Doch nicht nur aufgrund des umfangreichen Kunstangebots lohnt sich ein Praktikum in Situation Kunst. Als Generation Praktikum ist sicherlich allen, besonders den Geisteswissenschaftlern, bewusst, wie wichtig gute Praktika während des Studiums sind. Jedoch fehlen dazu oft Zeit und Möglichkeit. Auf diese Problematik ist das Praktikum in Situation Kunst zugeschnitten. Es findet semesterbegleitend einmal in der Woche statt, sodass weder der Job noch die Uni darunter leiden müssen.
Von Anfang bis Ende
Die Praktikumsdauer von sechs Monaten macht es möglich, an Projekten nicht nur mitzuarbeiten, sondern sie von Anfang bis Ende mit zu betreuen. So hatten wir z. B. die Möglichkeit, an der Kunst-AG für Schüler/innen mitzuwirken. Dieses Projekt wurde von Maria Schulte (ehemalige Praktikantin und nun wissenschaftliche Mitarbeiterin von Situation Kunst) entwickelt. Ziel ist es, schon Grundschüler für Kunst zu interessieren und mit ihnen darüber zu sprechen. Wir sollten dabei u.a. Anträge für Sponsoren entwerfen sowie Ideen für Führungskonzepte und Infomaterial entwickeln. Zudem haben wir in den Schulen auf das Projekt aufmerksam gemacht. Eine gute Vorbereitung hierzu waren Schulführungen durch Situation Kunst, die auch Praktikanten machen dürfen. Spannend war auch, das Filmprogramm zu erstellen; in Situation Kunst wird jeden Sonntag kostenfrei ein Film gezeigt. Es liegt in der Verantwortung der Praktikanten, interessante Filme auszuwählen, die vorher gesichtet werden müssen. Thematisch orientierten wir uns zum einen an der laufenden Ausstellung, zum anderen konnten wir ein weiteres Thema frei wählen. Ein Höhepunkt war, gemeinsam mit Alexander von Berswordt-Wallrabe, dem Initiator von Situation Kunst, die Ausstellung „Krieg und Gewalt“ zu hängen. Dabei war die eigene Meinung zu einem guten Ausstellungskonzept ausdrücklich erwünscht. Auch wenn im Vorfeld die Hängung fest steht, kann sich dies, wie sich gezeigt hat, vor Ort noch ändern.
Die Überschaubarkeit des Museums ist ein großer Vorteil. Während Praktikanten in großen Museen meist nur der Einblick in einen Bereich möglich ist, erhält man in Situation Kunst einen umfangreichen Überblick der allgemeinen Aufgaben in einem Museum. Unter Anleitung der Kuratorin Iris Poßegger wirkten wir von der Pressearbeit bis zur Kunstvermittlung mit – Arbeitsfelder, die für den Betrieb eines Museums wichtig sind. Die Arbeitsatmosphäre ist besonders hervorzuheben. Das junge Team, meist selbst noch Studierende, Doktoranden oder ehemalige Praktikanten, ist hilfsbereit und freundlich.
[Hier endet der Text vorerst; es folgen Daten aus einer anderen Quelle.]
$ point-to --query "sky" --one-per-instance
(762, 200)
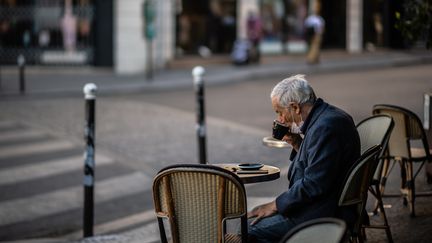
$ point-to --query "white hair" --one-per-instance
(293, 89)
So verlässt man Situation Kunst mit umfangreichem Wissen über den Museumsalltag und die ausgestellten Kunstwerke und Künstler. Der Frage, wieso das Kunst ist, geht man dann ganz souverän und ohne zu stottern im Gespräch mit den Gästen auf den Grund. Also: Wer in einen laufenden Museumsbetrieb reinschnuppern möchte und sich ein genaueres Bild von dessen Aufgabenbereich machen will, dem sei das Praktikum in Situation Kunst wärmstens empfohlen.